In 1969, True Grit was adapted for the screen as a Western film of the same name starring John Wayne as U.S. Marshal Rooster Cogburn and Kim Darby as Mattie Ross. Wayne reprised his role in 1975’s Rooster Cogburn. In 2010, a new adaptation was released. Also called True Grit, it was written and directed by the Coen brothers and starred Hailee Steinfeld as Mattie Ross and Jeff Bridges as Rooster Cogburn.
Portis’ novel is narrated by Mattie Ross, a thrifty, churchgoing spinster distinguished by a rare independence and strength of mind. As an old woman in the year 1928, she tells the story of her adventures many years earlier, when, at the age of fourteen, she undertook a quest to avenge her father’s death at the hands of a drifter named Tom Chaney.
As Mattie’s tale begins, Chaney is employed on the Ross’ family farm in west-central Arkansas, near the town of Dardanelle in Yell County. Chaney is not adept as a farm hand, and Mattie has only scorn for him, referring to him as “trash”, and noting that her kind-hearted father, Frank, only hired him out of pity. One day, Frank Ross and Chaney go to Fort Smith to buy some horses. Ross takes $250 with him to pay for the horses, along with two gold pieces he always carried. He ends up spending only $100 on the horses. When Ross tries to intervene in a barroom confrontation, Chaney kills him, robs the body of the remaining $150 and two gold pieces, and flees into Indian Territory (present day Oklahoma) on his horse.
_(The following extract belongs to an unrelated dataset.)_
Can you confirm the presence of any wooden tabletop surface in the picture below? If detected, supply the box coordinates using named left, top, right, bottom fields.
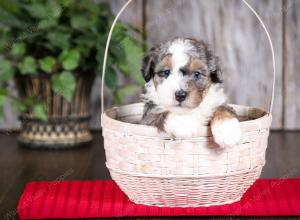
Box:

Hearing that Chaney has joined an outlaw gang led by the infamous “Lucky” Ned Pepper, Mattie wishes to track down the killer, and upon arriving at Fort Smith she looks for the toughest deputy Marshal in the district. That man turns out to be Reuben J. “Rooster” Cogburn, and although he is an aging, one-eyed, overweight, trigger-happy man who seems to drink too much, Mattie is convinced that he has “grit”, and that he is best suited for the job.
Playing on Cogburn’s need for money, Mattie persuades him to take on the job, insisting that, as part of the bargain, she accompany him. During their preparation a Texas Ranger named La Boeuf appears. He too is tracking Chaney for killing a senator and his dog in Texas, and hopes for glory and a big cash reward. Cogburn and La Boeuf develop a dislike for each other, but after some haggling, they agree to join forces in the hunt. The two men attempt to leave Mattie behind, but she proves more tenacious and resourceful than they had expected, and eventually she becomes an accepted member of their posse.
Together, but with very different motivations, the three ride into the wilderness to confront Ned Pepper’s gang. Along the way, they develop an appreciation for one another.
I loved both films. My take on “True Grit” is John Wayne’s film was great and had more of a clean appearance. It was produced in a less violent manner than the Jeff Bridge’s film. Wayne was the ultimate cowboy. You could believe he was Rooster and a United States Marshal. I did not care for Glen Campbell as La Boeuf in the first film. Glen is a good singer, but a weak actor. Matt Damon did a great job in the second True Grit. He seemed to become the ranger. He also made some comedy in the role. Kim Darby as Mattie Ross was a good choice in Wayne’s film. She was very convincing. Hailee Steinfeld, a deadly serious 14-year-old Mattie Ross is equal to the star Jeff Bridges in her acting debut.
When you see Jeff in his bed, wearing nasty long johns, with an unshaven face, dirty and drunk, I can believe he was a drunk, dirty cowboy with TRUE GRIT!
If you have the money, go see True Grit. Its Gritty, tough, dark and occasionally humorous, this story of frontier justice is one of the year’s best films.